It isn’t a new bug, but it’s a killer, and this month’s round of Automatic Updates has brought it back with a vengeance. Freshly installed Windows XP SP3 machines running Windows Update — typically because Automatic Update is turned on — will stall twice. First, when Windows Update accesses the Microsoft website to gather a list of available updates, the machine can lock up (http://marc.info/?l=patchmanagement&m=138428631602934&w=2) for five, 10, 15 minutes — or more — with the CPU and fan running at 100 percent. Then, if the customer waits long enough for the updates to appear, and clicks to install them, the XP machine goes racing away again for five or 10 or more minutes, with the CPU redlined at 100 percent.
If you’ve turned on Windows Automatic Update, your brand-new WinXP SP3 installation may just sit there and churn and churn.

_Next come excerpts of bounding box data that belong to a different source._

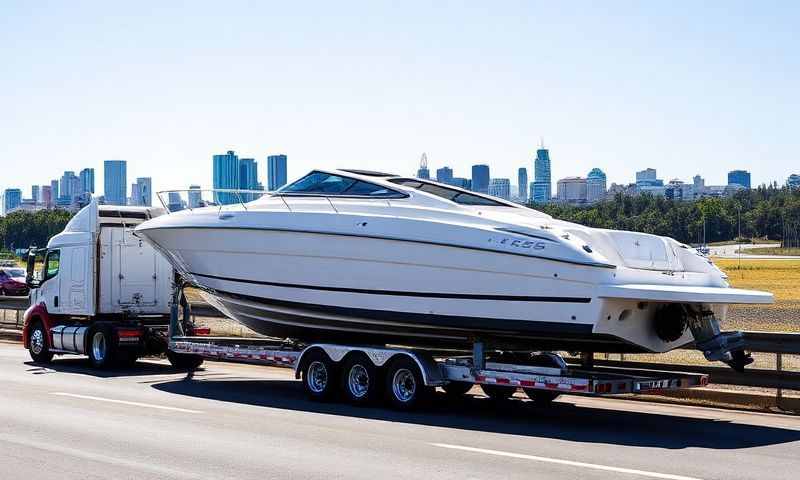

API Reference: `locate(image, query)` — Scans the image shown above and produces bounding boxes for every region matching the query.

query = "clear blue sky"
[0,0,800,196]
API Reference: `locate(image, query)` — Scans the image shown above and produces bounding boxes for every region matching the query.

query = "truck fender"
[22,302,53,348]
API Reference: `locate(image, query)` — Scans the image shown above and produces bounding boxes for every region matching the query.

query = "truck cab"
[23,201,175,366]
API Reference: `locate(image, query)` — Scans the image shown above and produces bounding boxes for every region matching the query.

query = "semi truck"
[23,201,200,368]
[23,202,708,409]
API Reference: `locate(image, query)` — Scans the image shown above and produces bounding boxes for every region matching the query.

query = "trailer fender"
[22,302,54,348]
[294,344,447,387]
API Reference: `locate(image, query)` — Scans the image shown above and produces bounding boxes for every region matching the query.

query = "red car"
[0,268,28,297]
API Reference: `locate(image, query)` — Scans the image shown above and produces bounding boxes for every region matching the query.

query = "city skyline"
[0,2,800,200]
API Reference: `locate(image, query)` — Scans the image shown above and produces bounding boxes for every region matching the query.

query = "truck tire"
[301,349,339,402]
[481,385,517,402]
[386,355,433,411]
[28,320,53,363]
[442,382,474,398]
[341,352,383,406]
[86,325,116,369]
[167,350,203,370]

Microsoft has known about the problem for months — probably years — but it hasn’t fixed it. I first saw the problem described in a TechNet post (http://social.technet.microsoft.com/Forums/windows/en-US/a87a67a8-f201-4c25-9d97-e45eef5ccebf/svchostexe-k-netsvcs-is-taking-100-cpu?forum=itproxpsp) for the June 2013 Black Tuesday patches. In September, reader warwagon on the Neowin support forum described the same problem — and drew more than 100 comments, many of which repeated the same story. Jeff Duntemann talked about the problem (http://www.contrapositivediary.com/?p=2988) in October — and he traces its origins back to 2004.
Now the November 2013 Black Tuesday patches are bringing back the same litany, and Microsoft hasn’t made any moves to fix it.
Read the full article at: Windows XP update locks machines with SVCHOST redlined at 100%: Fix it with KB 2879017 | Microsoft windows – InfoWorld.
If you are suffering from this annoying problem the first thing to do is install KB 2879017. I know it sounds stupid but you need to manually install that update ( which is an Internet Explorer update) to solve the slow down in Windows itself
The best solution appears to be a manual update to Internet Explorer. Yes, Microsoft has messed up wuauclt.exe so badly that it has to be repaired by installing an IE update — not a Windows update — to get it working properly. The fix is part of the October cumulative IE patch known as MS13-080/ KB 2879017. If you manually download and install the October cumulative patch, then you should be able to use Windows Update with no problems.
Operative term: “should.”
The precise download location varies depending on which version of IE you’re using. For IE6 go here. IE7 is here. And IE8 is here.
You would think that simply upgrading to the latest version of IE would solve the problem, but it doesn’t. You have to manually download and apply the patch for your version of IE.